Gitlab hero border pattern left svg Gitlab hero border pattern right svg

Data Quality

On this page

What is data quality?

Data quality is a measurement of the value of data to the business, meaning it is dependent on the task trying to be accomplished. High quality data in one context can be low in another. However, there are common dimensions that span contexts and these are detailed here. Also discussed is the relation of Data Integrity to Data Quality, the kinds of Data Errors, and how to improve Data Quality by decreasing the number of errors.

Dimensions

Data Accuracy

Data accuracy is a measure of how well the values in the database match the real-world values they represent. Inaccurate data would be having an Opportunity list the wrong value of a contract.

Information Completeness

Information completeness refers to the extent to which data are of sufficient breadth, depth, and scope for the task at hand. There are absolute measures of breadth, depth, and scope that will return relative differences in completeness depending on the usage.

Time Dimensions

The time-related dimensions of data quality have three components: currency, volatility, and timeliness.

Data Consistency

Data consistency, also known as coherence and validity, is a measure of whether the data are violating or adhering to semantic rules. That is, given a set of values or ranges for a particular field, do the data adhere to the rules. An example of this would be Turn Around Time. Common values would be 0 to 365 days. That is, we would expect some amount of time to pass before a result is returned ( > 0) but more than a year seems unreasonable. Zero is an indication of no value for that field. With more experience we might realize that 0 to 180 might be more reasonable.

Data Uniqueness

Data uniqueness, also known as data deduplication, is a measure of whether or not real-world entities are represented multiple times in the same dataset. This could likewise apply to data features within a database entry. This can also have implications for reconciling data across databases (i.e. curated products database vs ordered products database.)

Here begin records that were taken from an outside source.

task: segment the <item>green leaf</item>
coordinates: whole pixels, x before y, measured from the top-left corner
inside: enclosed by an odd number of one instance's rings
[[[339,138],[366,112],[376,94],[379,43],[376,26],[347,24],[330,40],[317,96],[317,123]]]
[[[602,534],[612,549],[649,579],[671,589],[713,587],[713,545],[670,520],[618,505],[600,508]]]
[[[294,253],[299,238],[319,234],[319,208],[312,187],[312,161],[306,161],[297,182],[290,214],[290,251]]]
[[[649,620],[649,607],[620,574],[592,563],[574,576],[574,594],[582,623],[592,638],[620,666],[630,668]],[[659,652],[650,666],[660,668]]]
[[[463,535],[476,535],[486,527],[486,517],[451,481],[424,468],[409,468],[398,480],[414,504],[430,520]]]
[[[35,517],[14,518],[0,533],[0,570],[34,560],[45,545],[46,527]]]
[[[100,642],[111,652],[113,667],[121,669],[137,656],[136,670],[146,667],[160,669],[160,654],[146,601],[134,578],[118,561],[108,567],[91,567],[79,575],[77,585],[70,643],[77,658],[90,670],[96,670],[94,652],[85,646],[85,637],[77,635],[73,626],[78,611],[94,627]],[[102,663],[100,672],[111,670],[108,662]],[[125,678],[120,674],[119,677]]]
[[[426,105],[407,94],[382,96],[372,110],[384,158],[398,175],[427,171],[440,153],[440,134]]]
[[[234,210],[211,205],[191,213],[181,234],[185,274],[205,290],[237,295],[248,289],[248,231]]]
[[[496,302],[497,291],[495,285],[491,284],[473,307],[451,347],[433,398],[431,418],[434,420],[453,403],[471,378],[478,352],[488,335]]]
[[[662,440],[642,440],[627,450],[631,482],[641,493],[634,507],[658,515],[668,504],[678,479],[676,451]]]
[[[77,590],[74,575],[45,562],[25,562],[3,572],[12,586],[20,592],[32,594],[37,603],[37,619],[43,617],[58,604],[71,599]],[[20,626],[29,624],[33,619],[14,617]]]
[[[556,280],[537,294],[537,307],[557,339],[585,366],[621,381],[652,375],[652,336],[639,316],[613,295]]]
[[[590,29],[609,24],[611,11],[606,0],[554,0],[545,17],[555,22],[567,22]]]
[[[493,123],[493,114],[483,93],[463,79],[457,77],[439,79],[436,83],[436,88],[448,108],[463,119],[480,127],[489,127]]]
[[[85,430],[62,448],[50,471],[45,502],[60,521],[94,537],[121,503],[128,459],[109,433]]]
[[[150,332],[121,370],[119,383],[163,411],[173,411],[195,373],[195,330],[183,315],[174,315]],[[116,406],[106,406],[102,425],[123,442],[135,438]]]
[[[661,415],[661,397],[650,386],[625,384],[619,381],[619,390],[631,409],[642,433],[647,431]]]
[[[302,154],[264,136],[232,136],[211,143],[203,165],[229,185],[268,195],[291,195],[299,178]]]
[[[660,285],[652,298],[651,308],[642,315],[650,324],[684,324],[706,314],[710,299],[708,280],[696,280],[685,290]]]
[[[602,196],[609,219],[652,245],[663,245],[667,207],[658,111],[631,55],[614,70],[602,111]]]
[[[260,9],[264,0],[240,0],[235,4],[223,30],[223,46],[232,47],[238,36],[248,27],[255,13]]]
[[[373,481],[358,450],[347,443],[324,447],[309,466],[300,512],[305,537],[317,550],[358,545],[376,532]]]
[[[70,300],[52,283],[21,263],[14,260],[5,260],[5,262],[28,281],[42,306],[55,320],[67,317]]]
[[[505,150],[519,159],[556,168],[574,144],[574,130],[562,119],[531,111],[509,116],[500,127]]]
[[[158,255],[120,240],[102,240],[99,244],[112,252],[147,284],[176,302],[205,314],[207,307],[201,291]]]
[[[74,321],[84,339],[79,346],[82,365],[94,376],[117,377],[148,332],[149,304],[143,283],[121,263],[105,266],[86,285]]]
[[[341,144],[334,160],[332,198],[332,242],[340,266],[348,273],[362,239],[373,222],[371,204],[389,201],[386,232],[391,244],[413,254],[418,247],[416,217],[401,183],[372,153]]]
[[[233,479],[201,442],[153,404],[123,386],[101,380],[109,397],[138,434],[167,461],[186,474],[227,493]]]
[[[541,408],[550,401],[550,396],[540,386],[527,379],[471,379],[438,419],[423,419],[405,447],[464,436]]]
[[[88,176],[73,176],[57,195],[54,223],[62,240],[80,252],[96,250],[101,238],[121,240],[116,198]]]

Other dimensions may include precision, accessibility, credibility, traceability, and confidentiality. I have chosen to exclude these dimensions because they are either sufficiently covered by the other dimensions (precision and credibility) or not particularly relevant to the broader quality conversation (accessibility, traceability, and confidentiality).

Data Integrity

Data Integrity is the trustworthiness of the data, typically built upon Consistency and Accuracy. Therefore, Data Integrity is a result of Data Quality. Data with a high degree of integrity can be of low quality if it’s not suited for the task at hand and does not provide value to the business.

Data Errors

Errors occur, by definition, when data is inaccurate, incomplete, out of date, inconsistent, or duplicated.

Data Quality Improvement

Data Quality improvement is separated into three categories: Prevention, Detection, and Repair of errors. Data errors are different for each of the above data quality dimensions, but they can be avoided in all cases using these three techniques.